FL - Buscar novas parcerias e tocar cada vez mais. A música é essencialmente ao vivo. Qualquer lugar pode receber música instrumental e qualquer pessoa é público em potencial. Steve Lacy, Michel Leme, Hermeto Pascoal, o AACM são inspiradores, pois sempre batalharam por isso. Existe público, mas ele, infelizmente, está distante. Há dois anos produzo a adaptação recifense do projeto "Jazz lá em Casa" e temos tido ótimos resultados. Para muita gente foi a primeira oportunidade de assistir à música improvisada. Um grande problema da música instrumental e da erudita é essa elitização que ambas sofrem.

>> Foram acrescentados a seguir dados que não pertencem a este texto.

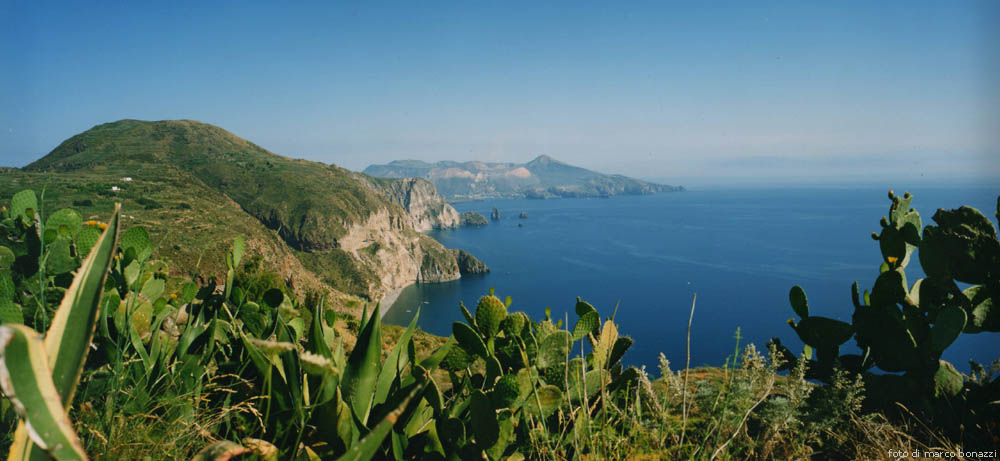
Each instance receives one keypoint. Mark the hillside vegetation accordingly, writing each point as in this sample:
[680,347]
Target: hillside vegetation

Como se fossem algo inacessível, uma coisa de outro mundo, "cool", intelectualoide, música para músico. E não é nada disso, é uma música como qualquer outra, possível de ser escutada e vivenciada por qualquer pessoa, de qualquer idade, renda e localidade. Mas, essa música não interessa ao sistema e este se encarrega de manter as pessoas longe dela. Nós, músicos, agravamos esta situação endossando esses conceitos, mantendo-nos distantes do público e uns dos outros. No momento que nos unirmos e passarmos a atuar como uma comunidade criativa, iremos aumentar significativamente os espaços, as possibilidades de trabalho e o público para esta música. Torná-la parte do cotidiano das pessoas. Creio que fazer a música em que acreditamos deve sempre ser o objetivo principal.
BV - Os dois meses de temporada no Teatro Joaquim Cardozo – julho e agosto - proporcionaram ao Mojav Duo a oportunidade de se apresentar constantemente e aprofundar seus experimentos. Qual o balanço que você faz desses concertos?
FL Foi uma experiência rara e engrandecedora. Fizemos nove concertos diferentes  nos quais podemos desenvolver mais a nossa música. Podemos chegar a um novo público e compartilhar a música com várias pessoas diferentes. A cada noite tivemos um ou mais convidados participando dos concertos. Tivemos os músicos: Cecília Pires, Caio Lima, Alípio C Neto, Luciano Emerson, Paulo Arruda, Mateus Alves, Enoque Ribeiro, Bruno Vitorino, Walter Areia e Wallace Seixas. Além destes convidamos a bailarina Liana Gesteira, o artista plástico Daniel Araújo e o grupo de teatro performático Totem, com as performers Lau Verissímo, Taína Verissímo, Gabriela Holanda e Juliana Nardin, além do diretor artístico Fred Nascimento, que também fez um som conosco. Também gravamos alguns vídeos com o cineasta Luís Henrique Leal, com a ajuda de Paulo Sano e Diogo Guedes. Foi muito gratificante fazer um som e aprender com todos, esperamos fazer mais em breve. 

BV - Quais os planos para o futuro?


FL - Basicamente estudar, tocar e compor mais. Esperamos poder gravar o primeiro disco do Mojav Duo até o final do ano. Também conhecer e tocar com outros músicos que estejam nesse mesmo caminho e colaborar mais com outras artes: dança, teatro, cinema, as artes plásticas são universos maravilhosos. Acho que o caminho da música é cíclico, não varia muito, mas, vai se tornando cada vez mais profundo e exigente. O universo musical é tão vasto que uma vida é muito pouco para o compreendermos bem, estou apenas iniciando nele, tem muita coisa para ser aprendida, escutada e escrita.